With the signatures def algo1(X, A, S, c) and def inner(X, A=None, S=None, K=2, maxiter=10, c=0.1), the call algo1(X, maxiter=20) still works. Syntactically, I'm not sure why that is. For learning purposes, could you clarify (or cite a reference)? Thanks!

The following should work well as the decorator you want to use:

import functools

def iterate(update):
    @functools.wraps(update)
    def inner(X, A=None, S=None, K=2, maxiter=10, c=0.1):
        M, N = X.shape
        O = matrix(ones([M, N]))
        if A is None:
            A = matrix(rand(M, K))
        if S is None:
            S = matrix(rand(K, N))
        for iter in range(maxiter):
            A, S = update(X, A, S, K, maxiter, c)
            for k in range(K):
                na = norm(A[:,k])
                A[:,k] /= na
                S[k,:] *= na
        return A, S
    return inner

As you noticed, you could simplify algo1's and algo2's signatures, but it's not really a crucial part, and maybe keeping the signatures intact can simplify your testing and refactoring. If you do want to simplify, you'll change the def statements for those to, say,

def algo1(X, A, S, c):

and similarly simplify the call in the iterator decorate -- there's no need for two of the arguments, nor for the default values. However, avoiding this simplification part can actually make your life simpler -- it's normally simpler if the decorated function, and the result of decorating it, keep exactly the same signature as each other, unless you have really specific needs to the contrary.

edit: the OP keeps piling on questions onto this question...:

EDIT: Thank you for the help. More questions:

Is it true that a wrapper (e.g., inner) is only necessary when parameters are being passed? Because I see decorator examples without wrappers, and no parameters are passed, and they work just fine.

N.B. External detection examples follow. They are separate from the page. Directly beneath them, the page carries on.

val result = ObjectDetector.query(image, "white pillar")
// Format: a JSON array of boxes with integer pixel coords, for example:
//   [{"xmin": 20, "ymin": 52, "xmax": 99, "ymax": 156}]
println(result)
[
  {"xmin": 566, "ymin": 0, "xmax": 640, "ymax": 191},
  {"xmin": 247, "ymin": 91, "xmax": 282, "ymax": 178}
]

A decorator used without parameters (in the @decorname use) is called with the function being decorated, and must return a function; a decorator used with parameters (like @decorname(23)) must return a ("higher-order") function which in turn is called with the function being decorated, and must return a function. Whether the function being decorated takes parameter or not, does not change this set of rules. It's technically possible to achieve this without inner functions (which I assume is what you mean by "wrappers"?) but it's pretty rare to do so.

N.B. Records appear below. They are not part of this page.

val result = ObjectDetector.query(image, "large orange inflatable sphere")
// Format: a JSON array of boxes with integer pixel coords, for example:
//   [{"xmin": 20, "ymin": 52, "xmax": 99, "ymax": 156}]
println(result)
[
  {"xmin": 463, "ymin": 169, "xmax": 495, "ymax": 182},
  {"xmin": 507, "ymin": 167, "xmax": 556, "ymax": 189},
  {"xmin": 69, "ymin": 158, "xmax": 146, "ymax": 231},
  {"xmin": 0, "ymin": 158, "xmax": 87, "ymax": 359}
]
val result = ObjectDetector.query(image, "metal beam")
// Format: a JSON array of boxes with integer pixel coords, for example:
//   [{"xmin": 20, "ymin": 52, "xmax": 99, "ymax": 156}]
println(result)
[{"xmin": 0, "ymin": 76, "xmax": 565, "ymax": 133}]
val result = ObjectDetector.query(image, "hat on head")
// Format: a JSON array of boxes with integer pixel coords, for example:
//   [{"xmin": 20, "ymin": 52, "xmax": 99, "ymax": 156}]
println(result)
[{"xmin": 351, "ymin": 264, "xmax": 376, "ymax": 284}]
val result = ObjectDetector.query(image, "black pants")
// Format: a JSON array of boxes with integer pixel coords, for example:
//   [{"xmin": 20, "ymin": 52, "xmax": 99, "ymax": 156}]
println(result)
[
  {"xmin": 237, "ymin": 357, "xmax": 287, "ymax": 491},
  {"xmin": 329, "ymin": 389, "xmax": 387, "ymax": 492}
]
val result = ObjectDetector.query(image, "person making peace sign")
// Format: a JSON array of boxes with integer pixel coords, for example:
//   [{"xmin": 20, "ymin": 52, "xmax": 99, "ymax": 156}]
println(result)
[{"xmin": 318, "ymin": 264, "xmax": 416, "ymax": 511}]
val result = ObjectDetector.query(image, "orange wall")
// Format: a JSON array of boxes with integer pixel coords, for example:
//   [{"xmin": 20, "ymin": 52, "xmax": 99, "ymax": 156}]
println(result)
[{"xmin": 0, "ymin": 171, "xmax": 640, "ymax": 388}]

From reading the Python docs some more, functools appears useful; is its main purpose to preserve the metadata of the original function (e.g., algo1.name and algo1.doc)?

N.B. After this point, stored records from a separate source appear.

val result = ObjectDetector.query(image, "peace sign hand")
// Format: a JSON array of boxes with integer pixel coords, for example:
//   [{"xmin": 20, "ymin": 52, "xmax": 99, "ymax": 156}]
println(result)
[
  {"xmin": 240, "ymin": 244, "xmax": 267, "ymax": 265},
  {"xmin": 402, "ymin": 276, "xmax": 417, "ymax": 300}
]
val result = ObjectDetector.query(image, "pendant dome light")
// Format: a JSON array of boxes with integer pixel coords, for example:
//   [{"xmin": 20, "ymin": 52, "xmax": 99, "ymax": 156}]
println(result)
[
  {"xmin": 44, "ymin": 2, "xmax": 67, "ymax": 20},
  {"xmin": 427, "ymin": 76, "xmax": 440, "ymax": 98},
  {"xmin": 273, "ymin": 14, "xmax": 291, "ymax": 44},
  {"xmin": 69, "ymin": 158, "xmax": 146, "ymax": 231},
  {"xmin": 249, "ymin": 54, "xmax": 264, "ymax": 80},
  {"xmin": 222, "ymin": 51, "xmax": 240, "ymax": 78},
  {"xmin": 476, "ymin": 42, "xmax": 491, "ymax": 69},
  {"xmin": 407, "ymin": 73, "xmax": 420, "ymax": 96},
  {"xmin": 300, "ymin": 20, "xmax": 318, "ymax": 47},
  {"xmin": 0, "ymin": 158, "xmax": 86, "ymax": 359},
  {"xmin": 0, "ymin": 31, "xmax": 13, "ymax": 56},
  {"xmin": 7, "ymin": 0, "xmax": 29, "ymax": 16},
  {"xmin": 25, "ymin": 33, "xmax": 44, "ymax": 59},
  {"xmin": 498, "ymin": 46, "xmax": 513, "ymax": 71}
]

Yes, functools.wraps is used exactly for this purpose (functools also contains partial which has a completely different purpose).

With the signatures def algo1(X, A, S, c) and def inner(X, A=None, S=None, K=2, maxiter=10, c=0.1), the call algo1(X, maxiter=20) still works. Syntactically, I'm not sure why that is. For learning purposes, could you clarify (or cite a reference)? Thanks!

It's because inner is the function that's actually called with those parameters (after algo1 has been decorated) and only passes down (to the "real underlying algo1) parameters X, A, S, c (in the version where the wrapped algo1 is given the simplified signature). The problem, as I mentioned above, is that this makes the metadata (specifically the signature) different between the function getting decorated, and the resulting decorated function; that is pretty confusing to read and maintain, so one normally keeps the same signature at both levels, save special circumstances.